President of Russia Dmitry Medvedev: Vyacheslav Evgenievich, this visiting session of the Presidium being held in Vologda is focussing on the development of our correctional system, including the social aspects of this work.
Today social issues, such as the issue of job protection, are all highly relevant in these crisis conditions. I would like you to tell me what you are doing in your region to increase the number of jobs, in order to deal with employment as a whole, and the development of small businesses. In general terms, all that must be done to help us minimise the costs we incur as we pass through the very difficult economic period that our country is currently experiencing.
Governor of Vologda Region Vyacheslav Pozgalyov: Dmitry Anatolyevich, of course, Vologda Region is reliant on export, therefore there is no way what is happening in the world could have passed us by. That is why the regional government has a programme in place which takes account of three important areas. The first is job retention, the second is job creation, and the third is the provision of social support for those who have, in spite of everything, been left without work.
Job protection is the main issue we face today. That’s why we have signed an agreement with businesses in our region, including agrarians, industrialists, trade unions, and the authorities, in which we set out the task – of doing everything we could to avoid making people redundant. In order to do everything we can to make things easier for enterprises, we are helping them with state orders, giving them the means and resources, and bringing the social sphere into the remit of the regional budget.
The most important question is that of the creation of new working places, and here we are pinning our hopes on the development of small business. We have put in place a whole series of measures in order to facilitate the creation of new jobs. To this end we studied the local consumption market, in order to decide what could be done in this region to replace imports. Having studied the marker, we understood that today by no means have all possibilities been explored. That is why we made the decision to lower the tax on small business, to lower the rent payments, to provide grants for new job creation.
Dmitry Medvedev: What about the grants? How big are they?
Vyacheslav Pozgalyov: 300 thousand roubles (around 8,500 dollars) to establish new production. Here’s a concrete example: today we have rolling pins on the shelves, which cost 540 roubles and which were sent to us here from Germany.
Dmitry Medvedev: It looks like that you simply don’t have trees in this region. Clearly it’s impossible to make so complicated an instrument.
Vyacheslav Pozgalyov: It is more likely due to the short-term vision of our economists, who do not understand the internal market’s demands.
Dmitry Medvedev: Not short-term vision, but rather the simple lack of any desire to act on what seemed such trivial concerns, while it was immediately possible to do something on a bigger scale. Instead you need to embrace each segment.

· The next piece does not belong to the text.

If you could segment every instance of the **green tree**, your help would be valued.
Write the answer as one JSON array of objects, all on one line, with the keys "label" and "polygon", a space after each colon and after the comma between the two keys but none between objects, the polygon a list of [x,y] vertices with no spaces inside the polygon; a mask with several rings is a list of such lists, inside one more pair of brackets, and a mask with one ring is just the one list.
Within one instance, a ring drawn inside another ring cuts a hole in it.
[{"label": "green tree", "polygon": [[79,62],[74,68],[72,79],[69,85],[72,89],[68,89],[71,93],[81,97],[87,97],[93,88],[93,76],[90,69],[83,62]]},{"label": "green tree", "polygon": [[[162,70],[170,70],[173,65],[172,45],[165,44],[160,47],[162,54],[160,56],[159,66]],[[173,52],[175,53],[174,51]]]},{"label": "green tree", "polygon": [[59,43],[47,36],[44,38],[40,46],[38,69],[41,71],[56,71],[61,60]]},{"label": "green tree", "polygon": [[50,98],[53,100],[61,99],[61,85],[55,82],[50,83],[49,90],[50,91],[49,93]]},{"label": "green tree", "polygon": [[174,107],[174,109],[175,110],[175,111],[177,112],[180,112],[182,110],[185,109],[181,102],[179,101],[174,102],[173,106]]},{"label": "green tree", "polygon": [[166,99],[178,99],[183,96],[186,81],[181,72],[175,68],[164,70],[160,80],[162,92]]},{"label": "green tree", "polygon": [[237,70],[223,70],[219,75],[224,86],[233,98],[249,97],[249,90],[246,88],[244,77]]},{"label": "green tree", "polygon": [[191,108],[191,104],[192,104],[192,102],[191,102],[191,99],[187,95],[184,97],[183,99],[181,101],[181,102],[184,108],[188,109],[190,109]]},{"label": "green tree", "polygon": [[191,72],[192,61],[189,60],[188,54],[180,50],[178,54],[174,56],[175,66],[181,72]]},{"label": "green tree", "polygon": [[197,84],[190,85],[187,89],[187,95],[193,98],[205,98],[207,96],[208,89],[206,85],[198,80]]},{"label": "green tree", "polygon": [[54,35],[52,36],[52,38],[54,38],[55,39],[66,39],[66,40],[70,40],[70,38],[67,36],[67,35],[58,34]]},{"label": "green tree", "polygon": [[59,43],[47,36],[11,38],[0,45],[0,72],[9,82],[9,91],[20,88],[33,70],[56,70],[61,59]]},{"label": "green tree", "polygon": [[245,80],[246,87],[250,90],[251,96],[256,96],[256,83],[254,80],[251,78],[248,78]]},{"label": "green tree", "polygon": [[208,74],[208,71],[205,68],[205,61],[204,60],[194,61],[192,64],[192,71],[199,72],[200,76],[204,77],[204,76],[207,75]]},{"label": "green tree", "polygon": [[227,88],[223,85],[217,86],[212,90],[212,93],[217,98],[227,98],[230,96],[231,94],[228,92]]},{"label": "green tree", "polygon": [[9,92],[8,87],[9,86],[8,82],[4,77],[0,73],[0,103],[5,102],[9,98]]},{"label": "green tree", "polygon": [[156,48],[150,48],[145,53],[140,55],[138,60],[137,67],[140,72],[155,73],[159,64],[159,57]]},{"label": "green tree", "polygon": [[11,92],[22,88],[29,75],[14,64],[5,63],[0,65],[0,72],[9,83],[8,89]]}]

Vyacheslav Pozgalyov: Yes, we were seized by a mania for mega-projects, large scale production. And we ignored everything that was, as they say, right under our noses. That is why today, having studied the market, we have also understood that we are in a position to create lots of jobs. And the main thing is to encourage initiatives from below. So, take the matter of residential construction, we took the decision to set aside 200 cubic metres of wood, free, to anyone who wants it… You know, people are really interested in the opportunity to turn their hand to construction.
Dmitry Medvedev: By the way, how many people are now involved in this project? You have told me about this back when we were working on our national projects.
Vyacheslav Pozgalyov: More than a thousand people have to date expressed interest in this timber. Today our task is to set land aside so that people are able to begin construction quickly, unhindered.
Having realised this series of measures, including those questions of rent payments, and the retraining of people, we calculate that we will create something in the order of 3000 new jobs. Naturally, these are for those who will be made redundant, as well as for those who have come through the correctional system that we have discussed today. The issue of the adaptation of newly released prisoners to society, especially in these crisis conditions, are immensely important for us.
That is why it seems to me that this whole section – the development of small business – must cushion the blow of unemployment due to the crisis.
Dmitry Medvedev: That’s all good, you are going in the right direction.